Geological fault in Chile

The San Ramón Fault (Falla de San Ramón) is a Chilean geological fault, located in eastern Santiago Metropolitan Region, passing through the eastern part of Santiago marking the boundary between the Chilean Central Valley and the Andes. As an active thrust fault it constitutes a seismic hazard zone for the densely populated Santiago. A large number of homes and educational centers have been built on or near the fault, along with a gas plant in Peñalolén. The Chilean Nuclear Energy Commission has a reactor in La Reina, very close to the fault, which has raised concerns among the population. It runs 5 kilometers underground and extends for 25 kilometers in a north–south direction, lying between the Mapocho River and Maipo River. It is known to pass underneath the communes of Vitacura, Las Condes, La Reina, Peñalolén, La Florida and Puente Alto, and suspected to continue into Lo Barnechea and Pirque at its extremes. Due to its shallowness, it can cause very destructive superficial earthquakes with a magnitude around 7 on the Richter scale, with a general recurrence period of over 300 years.

== Geological behavior ==

The San Ramón is a thrust fault with vertical slippage which has caused the formation of the Sierra de Ramón, a 25 kilometer long mountain chain with a maximum height of 3249 meters above sea level. This range has moved noticeably in the last 10 million years, and grown notably during the recent Quaternary period, which makes it a geologically active fault.
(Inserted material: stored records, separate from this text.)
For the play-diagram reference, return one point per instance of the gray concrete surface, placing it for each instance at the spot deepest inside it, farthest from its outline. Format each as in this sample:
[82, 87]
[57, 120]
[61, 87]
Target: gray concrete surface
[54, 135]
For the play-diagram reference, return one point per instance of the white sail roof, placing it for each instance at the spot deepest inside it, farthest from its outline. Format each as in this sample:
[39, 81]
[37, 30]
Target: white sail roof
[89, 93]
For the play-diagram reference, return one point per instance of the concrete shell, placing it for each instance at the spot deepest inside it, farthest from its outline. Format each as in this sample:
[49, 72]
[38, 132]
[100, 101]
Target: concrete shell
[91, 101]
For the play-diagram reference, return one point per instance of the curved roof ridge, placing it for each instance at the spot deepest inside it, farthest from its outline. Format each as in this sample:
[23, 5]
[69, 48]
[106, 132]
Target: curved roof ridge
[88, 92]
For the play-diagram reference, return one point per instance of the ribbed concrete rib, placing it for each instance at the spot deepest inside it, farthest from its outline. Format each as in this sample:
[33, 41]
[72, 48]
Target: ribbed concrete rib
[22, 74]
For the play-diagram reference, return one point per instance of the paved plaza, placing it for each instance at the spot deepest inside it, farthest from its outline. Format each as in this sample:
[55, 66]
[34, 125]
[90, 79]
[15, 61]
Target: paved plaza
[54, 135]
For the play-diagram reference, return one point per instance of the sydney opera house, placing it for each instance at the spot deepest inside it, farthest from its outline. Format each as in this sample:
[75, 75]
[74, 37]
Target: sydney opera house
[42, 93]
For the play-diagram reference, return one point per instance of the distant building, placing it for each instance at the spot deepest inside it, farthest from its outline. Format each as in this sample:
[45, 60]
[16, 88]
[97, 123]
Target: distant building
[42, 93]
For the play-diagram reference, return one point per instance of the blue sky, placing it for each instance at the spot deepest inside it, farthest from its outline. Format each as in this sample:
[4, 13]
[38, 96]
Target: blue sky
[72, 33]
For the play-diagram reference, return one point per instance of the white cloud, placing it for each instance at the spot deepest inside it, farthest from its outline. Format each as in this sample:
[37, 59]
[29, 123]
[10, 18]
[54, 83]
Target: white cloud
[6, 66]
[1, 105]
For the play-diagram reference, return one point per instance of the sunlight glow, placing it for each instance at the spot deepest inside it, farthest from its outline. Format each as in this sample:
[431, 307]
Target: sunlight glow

It shows traces of deformation on the order of 0,02 mm/year, making it capable of producing significant earthquakes, such as in 1575 and 1647.
The fault represents a discontinuity in the rocky subsoil which modifies its characteristics by fragmenting the rock, generating fault ruptures, dislocation and fracturing of blocks in the immediate surroundings, and even generating hot springs which chemically alter the rock.